In Redistricting on September 27, 2011 at 3:00 pm

Redistricting action occurred in the following nine states during the past week:

ARIZONA (current delegation: 5R-3D; gains one seat) – The members of the Arizona Independent Redistricting Commission say they expect to release congressional and legislative maps within the “next couple of weeks.” Once in the general domain, a series of public comment hearings over a 30-day period will then ensue, after which a final vote will be taken.

ILLINOIS (current delegation: 11R-7D; loses one seat) – Reps. Jesse Jackson Jr. (D-IL-2) and Bobby Rush (D-IL-1) appear to be dissatisfied with the congressional Democratic plan. Both are indicating that they may file a joint Voting Rights lawsuit against the plan, which would be a major occurrence since it is virtually unheard of for party members to attempt to legally overturn a map their own partisan colleagues promoted. Mr. Jackson may receive a primary challenge from former Rep. Debbie Halvorson (D-IL-11) because some of her previous district is now in the new 2nd CD.

MAINE (current delegation: 2D) – The Maine legislative special session, called for the purpose of redistricting the state’s political districts, begins today. Since all redistricting plans require a two-thirds vote in both legislative chambers, expect a status quo congressional map for their two districts. This is especially likely because only 4,335 people need to move from the 1st to the 2nd District to meet the 2011 population quota.

MARYLAND (current delegation: 6D-2R) – New information is beginning to come forth about the Democratic-controlled legislature’s congressional plan. It does appear that the Ds will attempt to gain one seat through the process. Originally, the Republican target was expected to be Eastern Shore freshman Rep. Andy Harris (R-MD-1), but the numbers now suggest that 10-term Rep. Roscoe Bartlett (R-MD-6), now 85 years old, is the real victim. Mr. Bartlett’s proposed 6th District is decidedly Democratic. Under the suggested plan, Gov. Martin O’Malley (D) received 56.9% of the vote in 2010 and President Obama claimed 63.1% two years earlier. Under the current lines, the 6th District voted for John McCain by a 58-40% margin, thus clearly showing how drastically the western region will change. Expect the Maryland plan to yield a new 7D-1R partisan division.

MISSOURI (current delegation: 6R-3D; loses one seat) – Plaintiffs being supported by the National Democratic Redistricting Trust, are suing to overturn the state’s new congressional map. They are pursuing grounds of compactness and partisan gerrymandering. This is a long shot case that will likely go nowhere.

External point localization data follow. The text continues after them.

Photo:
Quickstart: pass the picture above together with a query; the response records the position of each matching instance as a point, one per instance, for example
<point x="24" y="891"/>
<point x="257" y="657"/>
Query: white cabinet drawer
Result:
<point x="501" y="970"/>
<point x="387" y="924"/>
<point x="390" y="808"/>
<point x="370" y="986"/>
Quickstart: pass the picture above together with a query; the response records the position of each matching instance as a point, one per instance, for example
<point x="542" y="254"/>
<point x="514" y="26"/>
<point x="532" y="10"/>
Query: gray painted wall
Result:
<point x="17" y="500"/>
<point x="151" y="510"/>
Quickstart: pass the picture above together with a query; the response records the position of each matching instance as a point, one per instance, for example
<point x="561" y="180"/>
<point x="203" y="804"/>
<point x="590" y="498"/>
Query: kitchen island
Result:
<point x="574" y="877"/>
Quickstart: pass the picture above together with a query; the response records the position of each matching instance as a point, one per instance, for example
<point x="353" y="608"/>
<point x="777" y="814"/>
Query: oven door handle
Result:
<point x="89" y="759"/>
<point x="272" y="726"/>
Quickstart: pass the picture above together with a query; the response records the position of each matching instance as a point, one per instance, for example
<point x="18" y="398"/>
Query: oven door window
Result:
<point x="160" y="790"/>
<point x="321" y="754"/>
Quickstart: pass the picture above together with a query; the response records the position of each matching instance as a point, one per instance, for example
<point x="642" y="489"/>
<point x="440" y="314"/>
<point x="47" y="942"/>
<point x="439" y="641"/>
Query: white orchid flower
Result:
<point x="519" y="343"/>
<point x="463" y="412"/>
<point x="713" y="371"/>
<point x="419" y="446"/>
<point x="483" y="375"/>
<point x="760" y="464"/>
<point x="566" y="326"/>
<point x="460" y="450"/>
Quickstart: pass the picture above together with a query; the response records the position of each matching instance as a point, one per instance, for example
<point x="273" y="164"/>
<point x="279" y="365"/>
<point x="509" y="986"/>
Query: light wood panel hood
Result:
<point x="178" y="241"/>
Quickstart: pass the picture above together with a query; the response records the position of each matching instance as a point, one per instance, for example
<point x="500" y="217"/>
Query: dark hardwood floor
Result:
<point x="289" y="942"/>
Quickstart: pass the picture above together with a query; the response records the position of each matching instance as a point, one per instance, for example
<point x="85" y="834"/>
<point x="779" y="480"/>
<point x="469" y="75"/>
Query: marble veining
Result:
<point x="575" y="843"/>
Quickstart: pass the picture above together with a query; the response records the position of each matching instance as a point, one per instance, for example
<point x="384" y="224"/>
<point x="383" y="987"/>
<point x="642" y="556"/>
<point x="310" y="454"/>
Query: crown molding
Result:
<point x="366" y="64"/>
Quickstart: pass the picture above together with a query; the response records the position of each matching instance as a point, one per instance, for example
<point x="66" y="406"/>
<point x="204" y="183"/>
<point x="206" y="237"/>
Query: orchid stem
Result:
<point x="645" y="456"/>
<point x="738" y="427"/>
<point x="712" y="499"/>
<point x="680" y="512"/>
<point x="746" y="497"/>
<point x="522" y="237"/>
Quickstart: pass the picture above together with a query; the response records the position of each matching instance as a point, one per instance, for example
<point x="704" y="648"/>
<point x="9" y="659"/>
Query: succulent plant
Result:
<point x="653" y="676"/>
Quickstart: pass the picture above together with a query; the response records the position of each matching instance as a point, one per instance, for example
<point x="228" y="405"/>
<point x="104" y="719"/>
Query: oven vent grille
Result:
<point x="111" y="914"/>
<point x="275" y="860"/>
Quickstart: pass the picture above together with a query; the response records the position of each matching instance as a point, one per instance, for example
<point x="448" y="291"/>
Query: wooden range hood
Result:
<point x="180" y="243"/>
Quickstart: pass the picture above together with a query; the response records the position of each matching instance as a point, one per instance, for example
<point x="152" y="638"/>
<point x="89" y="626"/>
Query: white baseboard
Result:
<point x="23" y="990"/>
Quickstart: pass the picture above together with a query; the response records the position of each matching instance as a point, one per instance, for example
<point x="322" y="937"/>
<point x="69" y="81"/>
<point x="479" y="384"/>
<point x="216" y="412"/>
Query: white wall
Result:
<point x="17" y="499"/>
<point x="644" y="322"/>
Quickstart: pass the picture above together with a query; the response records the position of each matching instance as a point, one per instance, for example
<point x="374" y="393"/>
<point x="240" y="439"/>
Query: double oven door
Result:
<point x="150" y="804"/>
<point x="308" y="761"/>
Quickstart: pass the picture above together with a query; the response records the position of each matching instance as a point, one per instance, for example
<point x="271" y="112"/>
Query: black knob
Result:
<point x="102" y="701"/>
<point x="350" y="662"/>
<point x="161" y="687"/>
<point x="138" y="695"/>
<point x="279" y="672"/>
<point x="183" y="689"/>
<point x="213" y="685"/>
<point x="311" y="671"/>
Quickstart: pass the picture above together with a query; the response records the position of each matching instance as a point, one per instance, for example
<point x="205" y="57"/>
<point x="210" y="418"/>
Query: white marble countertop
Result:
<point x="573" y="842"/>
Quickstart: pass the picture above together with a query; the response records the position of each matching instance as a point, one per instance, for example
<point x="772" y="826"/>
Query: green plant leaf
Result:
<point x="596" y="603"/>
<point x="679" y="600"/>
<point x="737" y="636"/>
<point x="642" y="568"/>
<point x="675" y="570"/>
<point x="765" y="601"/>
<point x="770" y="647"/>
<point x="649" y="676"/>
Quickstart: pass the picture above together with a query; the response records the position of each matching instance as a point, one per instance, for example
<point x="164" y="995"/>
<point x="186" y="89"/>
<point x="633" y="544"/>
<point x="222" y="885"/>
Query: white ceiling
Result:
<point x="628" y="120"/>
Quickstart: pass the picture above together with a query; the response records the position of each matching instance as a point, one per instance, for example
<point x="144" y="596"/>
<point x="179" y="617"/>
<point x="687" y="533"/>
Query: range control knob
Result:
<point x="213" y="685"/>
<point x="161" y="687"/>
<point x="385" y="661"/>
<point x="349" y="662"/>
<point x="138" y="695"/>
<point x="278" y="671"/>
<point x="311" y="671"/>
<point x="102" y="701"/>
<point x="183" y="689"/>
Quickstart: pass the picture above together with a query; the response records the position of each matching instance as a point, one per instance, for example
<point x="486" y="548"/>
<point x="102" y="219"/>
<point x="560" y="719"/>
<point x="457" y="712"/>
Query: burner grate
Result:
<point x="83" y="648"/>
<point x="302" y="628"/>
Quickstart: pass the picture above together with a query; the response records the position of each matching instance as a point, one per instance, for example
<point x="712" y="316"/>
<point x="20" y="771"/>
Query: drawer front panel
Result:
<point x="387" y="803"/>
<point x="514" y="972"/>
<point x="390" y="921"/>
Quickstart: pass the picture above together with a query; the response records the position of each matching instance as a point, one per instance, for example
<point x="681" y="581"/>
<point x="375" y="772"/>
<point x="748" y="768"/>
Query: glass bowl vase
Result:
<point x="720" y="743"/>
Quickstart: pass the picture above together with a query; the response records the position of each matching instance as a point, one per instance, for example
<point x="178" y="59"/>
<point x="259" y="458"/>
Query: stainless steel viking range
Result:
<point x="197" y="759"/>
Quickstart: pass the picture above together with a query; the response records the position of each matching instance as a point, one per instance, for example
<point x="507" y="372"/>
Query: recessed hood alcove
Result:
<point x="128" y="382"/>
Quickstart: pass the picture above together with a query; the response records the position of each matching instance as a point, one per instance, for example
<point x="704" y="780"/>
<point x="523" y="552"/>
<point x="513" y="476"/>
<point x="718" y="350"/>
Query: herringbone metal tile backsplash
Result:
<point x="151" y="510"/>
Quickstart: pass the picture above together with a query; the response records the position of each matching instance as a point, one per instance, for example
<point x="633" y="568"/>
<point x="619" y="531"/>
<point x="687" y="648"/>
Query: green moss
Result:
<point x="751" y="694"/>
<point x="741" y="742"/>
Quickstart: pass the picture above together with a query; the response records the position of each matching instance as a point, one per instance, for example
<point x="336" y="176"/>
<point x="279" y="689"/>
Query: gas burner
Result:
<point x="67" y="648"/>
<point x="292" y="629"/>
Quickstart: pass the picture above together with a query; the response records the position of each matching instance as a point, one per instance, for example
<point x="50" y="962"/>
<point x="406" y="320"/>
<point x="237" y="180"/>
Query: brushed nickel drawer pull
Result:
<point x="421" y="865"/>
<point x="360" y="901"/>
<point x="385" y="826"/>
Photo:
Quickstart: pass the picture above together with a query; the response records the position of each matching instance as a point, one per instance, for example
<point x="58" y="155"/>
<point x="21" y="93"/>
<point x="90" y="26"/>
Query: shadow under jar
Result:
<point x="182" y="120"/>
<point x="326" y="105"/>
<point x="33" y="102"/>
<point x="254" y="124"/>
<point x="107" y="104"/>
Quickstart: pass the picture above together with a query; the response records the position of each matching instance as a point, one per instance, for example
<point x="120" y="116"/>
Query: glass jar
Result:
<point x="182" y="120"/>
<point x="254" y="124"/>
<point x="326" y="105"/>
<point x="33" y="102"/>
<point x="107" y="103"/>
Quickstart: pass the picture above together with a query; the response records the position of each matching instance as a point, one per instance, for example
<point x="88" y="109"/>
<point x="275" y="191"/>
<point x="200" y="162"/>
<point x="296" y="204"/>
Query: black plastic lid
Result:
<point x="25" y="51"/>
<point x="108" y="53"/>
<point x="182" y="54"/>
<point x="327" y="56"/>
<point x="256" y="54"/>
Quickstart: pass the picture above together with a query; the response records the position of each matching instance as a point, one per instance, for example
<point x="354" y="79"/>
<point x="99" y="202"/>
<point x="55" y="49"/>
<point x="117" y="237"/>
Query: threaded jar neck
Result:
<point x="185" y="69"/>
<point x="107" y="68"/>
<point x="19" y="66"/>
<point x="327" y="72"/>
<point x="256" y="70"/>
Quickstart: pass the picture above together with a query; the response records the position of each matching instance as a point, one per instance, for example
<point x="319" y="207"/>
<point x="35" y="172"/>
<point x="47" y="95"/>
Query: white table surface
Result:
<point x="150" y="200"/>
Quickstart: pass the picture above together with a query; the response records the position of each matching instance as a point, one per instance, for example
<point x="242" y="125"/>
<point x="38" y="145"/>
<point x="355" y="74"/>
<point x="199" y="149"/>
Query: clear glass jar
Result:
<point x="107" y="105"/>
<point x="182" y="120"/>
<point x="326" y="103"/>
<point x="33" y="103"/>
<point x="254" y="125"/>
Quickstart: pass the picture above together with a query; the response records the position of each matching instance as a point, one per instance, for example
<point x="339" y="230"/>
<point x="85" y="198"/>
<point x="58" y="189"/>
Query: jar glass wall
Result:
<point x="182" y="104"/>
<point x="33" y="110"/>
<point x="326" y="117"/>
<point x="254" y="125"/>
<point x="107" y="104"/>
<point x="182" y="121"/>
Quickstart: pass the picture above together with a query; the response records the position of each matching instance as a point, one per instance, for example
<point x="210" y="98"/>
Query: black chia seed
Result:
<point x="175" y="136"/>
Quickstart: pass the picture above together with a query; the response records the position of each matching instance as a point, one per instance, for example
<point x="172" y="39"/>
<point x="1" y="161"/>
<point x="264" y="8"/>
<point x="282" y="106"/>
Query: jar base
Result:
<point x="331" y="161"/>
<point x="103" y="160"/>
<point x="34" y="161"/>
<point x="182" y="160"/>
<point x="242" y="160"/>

The Supreme Court has never declared any map a partisan gerrymander.

NEVADA (current delegation: 2R-1D; gains one seat) – The judge charged with drawing the de novo congressional map since the legislature and governor failed to enact a map before adjournment, stated that he wants to see a first draft from his appointed special master by Oct. 21 and is promising a final ruling on or before Nov. 15.

NEW MEXICO (current delegation: 2D-1R) – The Democratic legislature adjourned their special session without passing a congressional map, knowing that Gov. Susana Martinez (R) would veto any plan they might approve. They did send her plans for both houses of the legislature; maps she is pledging to veto. The congressional map now goes to court, where, as in Nevada, the judge must draw a de novo map.

OHIO (current delegation: 13R-5D; loses two seats) – Both houses of the Ohio legislature have passed the new congressional plan and sent it to Gov. John Kasich (R). The Democrats plan to mount an operation to overturn the map via ballot initiative. Gov. Kasich stated publicly that he will sign the plan into law.

UTAH (current delegation: 2R-1D; gains one seat) – The state legislature’s special redistricting committee has narrowed the congressional plan to six different versions. Their goal is to vote a final map out of committee by next Tuesday. The special legislative session called to consider the committee’s product will begin Oct. 4. The big question surrounds how the Republican legislators will treat Rep. Jim Matheson (D-UT-2). Will they draw him a safe Salt Lake City seat and go 3R-1D, or try for a 4R-0D sweep? Of the six maps under consideration, only one features the Salt Lake City configuration.